Laut einer Studie des Freiburger Öko-Institus gibt es einen Engpass beim Rohstoff Seltene Erden, der besonders für Teile der Elektro-Motoren in E-Autos benötigt wird.

Besonders das Metall Dysprosium könnte sich laut dieser Studie zum Kostentreiber und sogar zu einem Flaschenhals entwickeln, meint der Studienautor Matthias Buchert gegenüber der Wirtschafts-Woche.

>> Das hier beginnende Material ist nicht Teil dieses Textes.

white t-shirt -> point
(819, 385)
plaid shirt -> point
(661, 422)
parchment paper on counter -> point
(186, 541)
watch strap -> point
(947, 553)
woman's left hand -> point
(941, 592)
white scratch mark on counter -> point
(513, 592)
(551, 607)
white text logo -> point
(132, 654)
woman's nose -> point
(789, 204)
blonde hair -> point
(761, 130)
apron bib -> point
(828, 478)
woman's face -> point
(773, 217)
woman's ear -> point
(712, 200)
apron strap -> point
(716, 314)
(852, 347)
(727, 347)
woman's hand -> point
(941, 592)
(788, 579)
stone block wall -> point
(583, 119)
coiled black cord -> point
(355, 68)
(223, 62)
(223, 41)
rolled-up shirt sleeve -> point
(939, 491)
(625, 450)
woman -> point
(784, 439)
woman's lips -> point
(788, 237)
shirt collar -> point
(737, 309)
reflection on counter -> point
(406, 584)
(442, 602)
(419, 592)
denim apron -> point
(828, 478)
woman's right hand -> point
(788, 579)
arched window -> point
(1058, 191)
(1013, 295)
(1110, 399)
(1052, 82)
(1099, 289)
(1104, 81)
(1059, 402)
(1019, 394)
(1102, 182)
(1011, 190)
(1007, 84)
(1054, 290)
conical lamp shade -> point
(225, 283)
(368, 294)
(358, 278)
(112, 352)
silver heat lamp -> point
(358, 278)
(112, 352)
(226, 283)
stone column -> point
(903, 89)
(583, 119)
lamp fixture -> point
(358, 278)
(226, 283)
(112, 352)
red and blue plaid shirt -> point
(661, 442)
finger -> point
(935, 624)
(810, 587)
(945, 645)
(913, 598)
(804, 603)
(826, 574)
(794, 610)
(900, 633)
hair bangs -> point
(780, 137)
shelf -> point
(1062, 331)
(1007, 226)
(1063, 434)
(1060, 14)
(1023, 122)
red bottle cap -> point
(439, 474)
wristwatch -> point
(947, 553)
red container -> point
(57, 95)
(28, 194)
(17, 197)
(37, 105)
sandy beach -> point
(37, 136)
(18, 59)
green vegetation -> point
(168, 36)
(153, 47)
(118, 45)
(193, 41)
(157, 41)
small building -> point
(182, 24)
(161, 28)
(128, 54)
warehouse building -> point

Bei den Seltenen Erden sehen die Experten bis zum Jahr 2030 sogar eine so starke Nachfrage, dass für die Motorenfertigung der Elektro-Autos zu wenig Material vorhanden ist. Matthias Buchert sagt, „Legt man den von der Unternehmensberatung McKinsey prognostizierten Absatz von Elektroautos zugrunde, steigt die globale Nachfrage für Dysprosium bis 2030 um bis zu 482 Prozent.“

Schon die jetztige Marktlage spricht dafür: „Im Laufe des Jahres stieg der Preis von 300.000 Dollar pro Tonne auf rund 2 Millionen Dollar an. Gefördert wird das Metall fast ausschließlich in China. Bei der Untersuchung der weltweit zirka 200 neuen Förderstätten für Seltene Erden zeigt sich, dass die Minen nur äußerst wenig Dysprosium enthalten“.